Next week thousands of people will be boarding planes and squeezing into cars crowded with camping gear bound for one location: Black Rock City. This attraction to one of the most inhospitable, creative and challenging places on earth baffles some and inspires others. Why spend so much time and energy on one week in the desert?
Kayden Kleinhans invested that and more in his preparation for Burning Man. Bicycling for 49 weeks, through 15 countries, Kayden’s journey started last year at AfrikaBurn, where he collected songs, remembrances and dreams from members of that community at their Temple in a leather-bound journal. His mission: deliver this precious cargo from their Temple in Tankwa Karoo, South Africa to our Temple in Black Rock City on a humble bicycle.
Yes, he is on a bicycle (its name is Little Ms. Sunshine).
Yes, there’s an ocean separating both Burns (a plane helped springboard him over the Atlantic Ocean to Buenos Aires, Argentina).
And yes, he is alive to share his story.
As he peddled into Death Valley, California three weeks ago, he sent this update, “With less than 1000 km left to go, wild horses couldn’t stop the journal and its magical contents from making it to the playa.”
Given his dedication to cycling up the Americas solo with his gear, fighting heat, cold, injuries and loneliness to complete his mission, it’s difficult to believe that Kayden has never set foot in Black Rock City. 2013 will be Kayden’s first year at Burning Man.
The call of home, that commitment to principles of radical self-reliance to leaving no trace resonate whether or not he felt chalky playa dust between his fingers. As the Founder of the Global Wheeling Initiative, a South African-registered NGO highlighting climate change, he hopes to draw attention to these concerns through his journey, one of several he’s made bicycling across continents. His onboard computer and carbon calculator calculates the amount of CO2, which would have been emitted, if he was traveling in an average-sized America 2008 model car.

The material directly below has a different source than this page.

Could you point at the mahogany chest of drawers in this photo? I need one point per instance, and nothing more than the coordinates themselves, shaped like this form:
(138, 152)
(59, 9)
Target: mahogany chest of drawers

Kayden calls his journey, “a double edged project that was not only carrying the prized cargo but also drawing a comparison between the motor vehicle and the bicycle as a means of transport.”
49 weeks of cycling, 20,000 carbon free kilometers and 3 tons of CO2 saved with Little Ms. Sunshine later, he peddled into Reno a few days ago.
You have the opportunity to join him in this project. He invites Burner bicyclists to participate in the final leg of his journey to Burning Man. His invitation:
Reno to BRC by bicycle, 3 days and 2 nights “SELF SUPPORTED” bike ride covering 125 miles. Guided by Kayden Kleinhans on his final leg of the AfrikaBurns to Burning Man by Bicycle Project.
This will be an exercise in self-reliance and all required food and water for the 3 day expedition will have to be carried by the cyclist. Bring camping/survival equipment, a bike in good working order and a positive “Can Do” attitude.
Your Burn starts when we roll out of Reno on the morning of the 21st! You should have your ticket to Burning Man squared away ahead of time. Due to arrive at BRC on the afternoon of the 23rd. Arrangements for early access will have to be made prior to arrival through the necessary channels. Do not apply if you are not capable of completing the journey on your own accord.
Meeting point is the Anabella’s Zen Art Sanctuary, 12245 Spruce Lane, South Reno.
Contact: Kayden at globalwheeling dot org
Up for the challenge? Write to Kayden and meet him in Reno with your bicycle.
[Editor’s Note: Cycling on Route 447 is very difficult and dangerous, and this undertaking should not be taken lightly. There is a 20 mile stretch of 447 where the shoulders were washed away by flash floods this year, and NDOT is doing work to repair them … in some cases, the shoulders are soft or non-existent, and the road is reduced to a single lane. Please be careful out there!]
Only one week remains until he cycles down Gate Road, finally completes his journey and enters Black Rock City to deliver the journal to the Temple.
Thousands of Burners will follow his bicycle tracks in vehicles of all sizes from all over the world. Where are you traveling from? Tell us how you’re coming home.